The background for the Credit Profiling System project is to assist financial institutions such as banks or financing companies in determining the credit risk of their customers. This project is crucial because credit is one of the main sources of income for financial institutions. Before granting credit, financial institutions need to perform credit risk analysis on potential customers.
To perform credit risk analysis, financial institutions must evaluate the financial capability and eligibility of potential customers. To do this, they need accurate and complete data on customers' credit history, income, employment, and assets. This data can be very large and complex, especially if the financial institution has many customers.
Therefore, the use of big data in the Credit Profiling System project can greatly assist financial institutions in determining the credit risk of their customers. However, this big data may have many errors and deficiencies (dirty data) that need to be cleaned and processed before use. In addition, data processing, such as feature engineering and feature scaling, is necessary to improve data quality and increase model accuracy.
After the data is clean and processed, the next step is to perform modeling using machine learning techniques. In this stage, label/target variables and data preprocessing need to be done to prepare the data for machine learning models. The model can then be tested and evaluated by performing exploratory data analysis and visual analysis to determine its performance.
Once the model is successfully created, it can be deployed using Flask on a local host server.
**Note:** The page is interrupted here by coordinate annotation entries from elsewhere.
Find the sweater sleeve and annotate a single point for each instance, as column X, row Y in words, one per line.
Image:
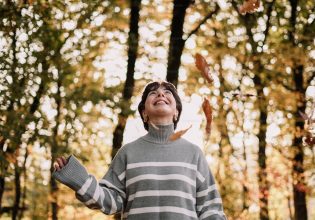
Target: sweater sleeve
column 208, row 200
column 107, row 195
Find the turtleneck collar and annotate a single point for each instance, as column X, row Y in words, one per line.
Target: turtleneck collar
column 159, row 134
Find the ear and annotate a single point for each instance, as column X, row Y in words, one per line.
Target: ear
column 143, row 114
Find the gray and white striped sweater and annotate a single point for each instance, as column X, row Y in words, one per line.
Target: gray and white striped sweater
column 150, row 178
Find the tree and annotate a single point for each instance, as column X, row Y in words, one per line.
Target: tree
column 133, row 42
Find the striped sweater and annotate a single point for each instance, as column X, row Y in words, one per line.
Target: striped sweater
column 150, row 178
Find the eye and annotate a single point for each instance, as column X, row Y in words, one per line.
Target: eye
column 152, row 93
column 168, row 92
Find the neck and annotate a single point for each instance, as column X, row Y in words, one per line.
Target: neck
column 159, row 133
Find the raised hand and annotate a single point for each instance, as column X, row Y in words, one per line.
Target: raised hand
column 59, row 163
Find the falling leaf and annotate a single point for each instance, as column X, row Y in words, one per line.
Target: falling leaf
column 206, row 107
column 249, row 6
column 203, row 67
column 178, row 134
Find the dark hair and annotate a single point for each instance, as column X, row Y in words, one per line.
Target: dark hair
column 154, row 86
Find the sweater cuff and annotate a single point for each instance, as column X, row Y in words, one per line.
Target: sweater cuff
column 73, row 174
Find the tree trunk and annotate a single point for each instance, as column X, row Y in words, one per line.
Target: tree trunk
column 53, row 191
column 133, row 42
column 54, row 150
column 17, row 182
column 177, row 42
column 262, row 173
column 299, row 193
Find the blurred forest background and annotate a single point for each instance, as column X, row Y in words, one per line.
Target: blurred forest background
column 71, row 75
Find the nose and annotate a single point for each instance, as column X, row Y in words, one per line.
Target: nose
column 160, row 93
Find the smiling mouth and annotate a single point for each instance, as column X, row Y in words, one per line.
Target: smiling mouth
column 159, row 102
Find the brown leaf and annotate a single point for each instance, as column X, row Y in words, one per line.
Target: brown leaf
column 203, row 67
column 206, row 107
column 178, row 134
column 249, row 6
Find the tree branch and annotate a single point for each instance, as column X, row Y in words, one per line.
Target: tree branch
column 203, row 21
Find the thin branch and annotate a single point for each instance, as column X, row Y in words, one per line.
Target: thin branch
column 203, row 21
column 269, row 10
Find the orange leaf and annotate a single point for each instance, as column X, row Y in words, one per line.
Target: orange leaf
column 249, row 6
column 202, row 66
column 206, row 107
column 178, row 134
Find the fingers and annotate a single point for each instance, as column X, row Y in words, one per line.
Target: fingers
column 60, row 163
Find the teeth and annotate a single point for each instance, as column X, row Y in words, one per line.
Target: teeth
column 160, row 102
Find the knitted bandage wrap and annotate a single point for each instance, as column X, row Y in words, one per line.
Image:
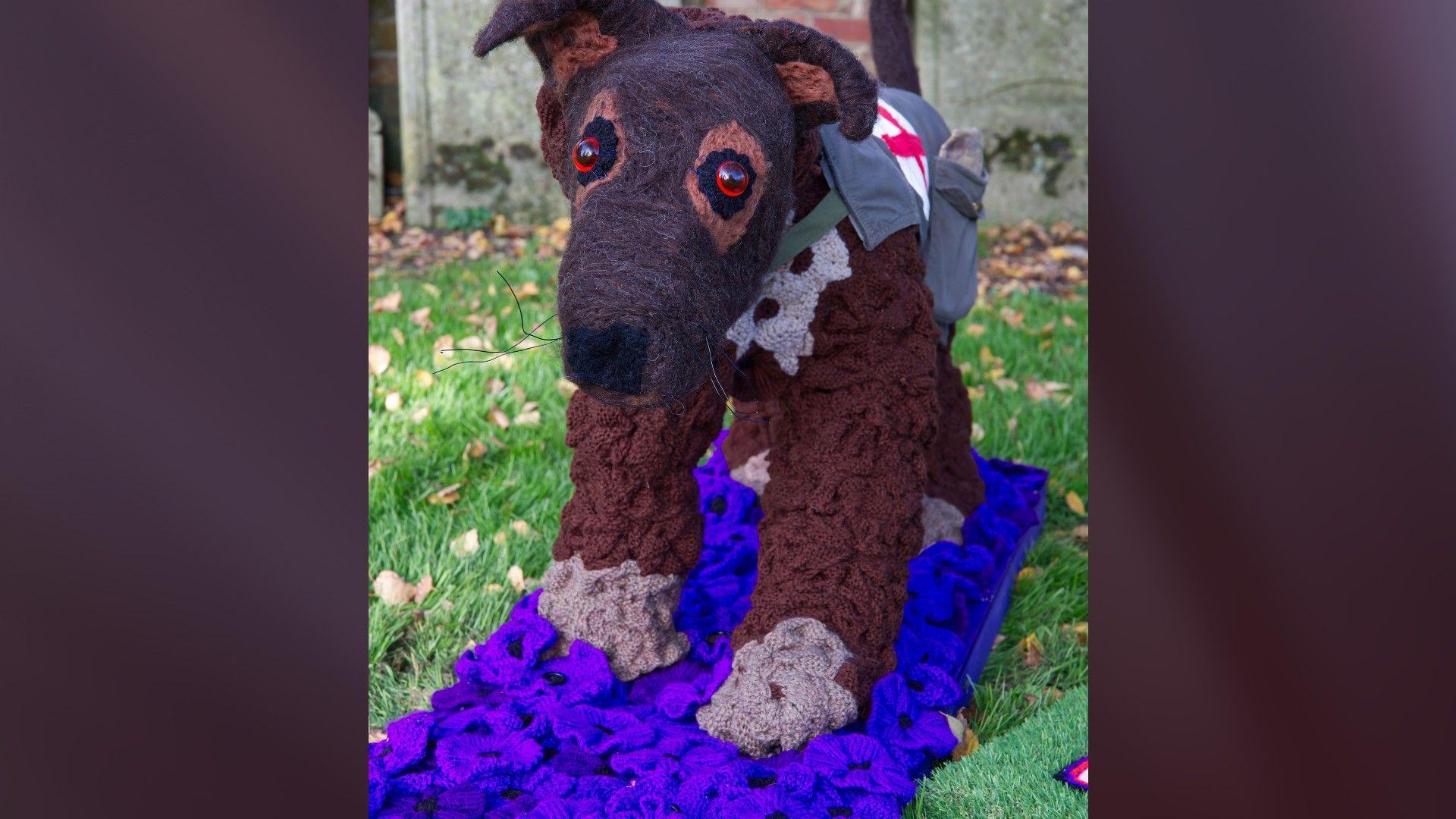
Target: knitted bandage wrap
column 753, row 472
column 618, row 610
column 786, row 333
column 941, row 521
column 783, row 689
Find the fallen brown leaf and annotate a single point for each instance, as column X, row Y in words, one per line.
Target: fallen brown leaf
column 466, row 544
column 1031, row 651
column 1075, row 503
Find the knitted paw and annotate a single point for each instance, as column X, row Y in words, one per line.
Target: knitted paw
column 783, row 689
column 618, row 610
column 941, row 519
column 753, row 472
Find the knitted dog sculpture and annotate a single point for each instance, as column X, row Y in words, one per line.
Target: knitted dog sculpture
column 686, row 142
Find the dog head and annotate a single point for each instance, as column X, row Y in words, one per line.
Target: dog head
column 673, row 136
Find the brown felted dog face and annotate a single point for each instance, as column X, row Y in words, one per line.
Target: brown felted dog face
column 673, row 136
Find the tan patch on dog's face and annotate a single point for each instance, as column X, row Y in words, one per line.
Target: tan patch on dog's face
column 805, row 83
column 576, row 42
column 728, row 231
column 601, row 105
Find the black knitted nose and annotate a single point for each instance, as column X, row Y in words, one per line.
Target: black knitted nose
column 609, row 357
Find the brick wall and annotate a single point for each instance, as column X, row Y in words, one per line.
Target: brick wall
column 846, row 20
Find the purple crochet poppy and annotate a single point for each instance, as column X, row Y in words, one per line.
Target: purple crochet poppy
column 930, row 687
column 510, row 654
column 582, row 675
column 406, row 744
column 654, row 798
column 864, row 806
column 908, row 730
column 603, row 732
column 772, row 803
column 858, row 763
column 473, row 757
column 560, row 808
column 463, row 802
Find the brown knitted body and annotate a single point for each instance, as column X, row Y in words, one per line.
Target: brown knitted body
column 951, row 472
column 848, row 447
column 637, row 497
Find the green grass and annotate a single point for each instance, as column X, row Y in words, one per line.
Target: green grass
column 523, row 477
column 1014, row 776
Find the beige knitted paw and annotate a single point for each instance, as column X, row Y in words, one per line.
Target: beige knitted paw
column 618, row 610
column 783, row 689
column 941, row 519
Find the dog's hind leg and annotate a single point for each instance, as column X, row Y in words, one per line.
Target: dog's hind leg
column 632, row 531
column 954, row 485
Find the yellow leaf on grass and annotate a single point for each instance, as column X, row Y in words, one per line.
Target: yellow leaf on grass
column 388, row 303
column 1031, row 651
column 378, row 360
column 498, row 419
column 444, row 496
column 1075, row 503
column 443, row 353
column 394, row 591
column 466, row 545
column 967, row 741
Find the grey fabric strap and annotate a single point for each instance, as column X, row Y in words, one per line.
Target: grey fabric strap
column 810, row 229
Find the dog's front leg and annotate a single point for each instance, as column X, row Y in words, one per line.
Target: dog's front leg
column 842, row 513
column 632, row 529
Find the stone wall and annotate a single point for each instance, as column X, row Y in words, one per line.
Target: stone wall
column 1017, row 69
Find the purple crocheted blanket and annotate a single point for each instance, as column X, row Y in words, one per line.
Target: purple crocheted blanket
column 560, row 738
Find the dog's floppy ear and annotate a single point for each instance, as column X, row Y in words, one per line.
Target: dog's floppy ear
column 824, row 82
column 570, row 36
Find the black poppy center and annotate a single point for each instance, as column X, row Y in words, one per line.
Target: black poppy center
column 708, row 183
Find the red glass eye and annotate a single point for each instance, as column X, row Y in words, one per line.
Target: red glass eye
column 733, row 180
column 585, row 155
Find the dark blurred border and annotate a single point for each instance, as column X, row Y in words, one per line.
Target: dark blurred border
column 1273, row 407
column 182, row 512
column 181, row 504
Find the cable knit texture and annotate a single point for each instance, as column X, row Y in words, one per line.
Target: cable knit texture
column 783, row 689
column 842, row 513
column 634, row 474
column 618, row 610
column 949, row 469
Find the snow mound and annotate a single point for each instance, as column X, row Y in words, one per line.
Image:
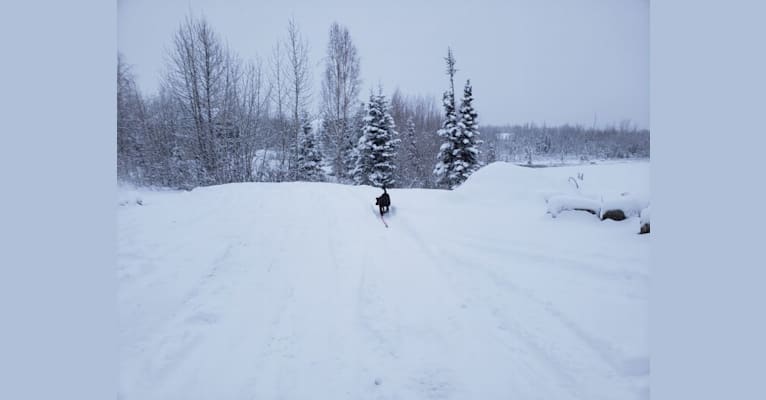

This will enable financial institutions to use it in their daily activities and expedite the credit risk analysis process.
Based on the analysis results of the credit risk project for classifying good and bad credit, it can be concluded that most borrowers have good credit grades, the most common home ownership status is 'MORTGAGE', the most common loan purpose is for debt consolidation, and most borrowers have a low debt-to-income ratio. Additionally, there is an imbalance in the data, which can pose a problem in data analysis, so oversampling SMOTE was performed to balance the data. The built model has a high accuracy on both the training and testing data, as well as good validation, with kc 0.95, ks 0.93, and cross-validation of 0.92. Therefore, this model can be used to predict good or bad credit with a high level of accuracy.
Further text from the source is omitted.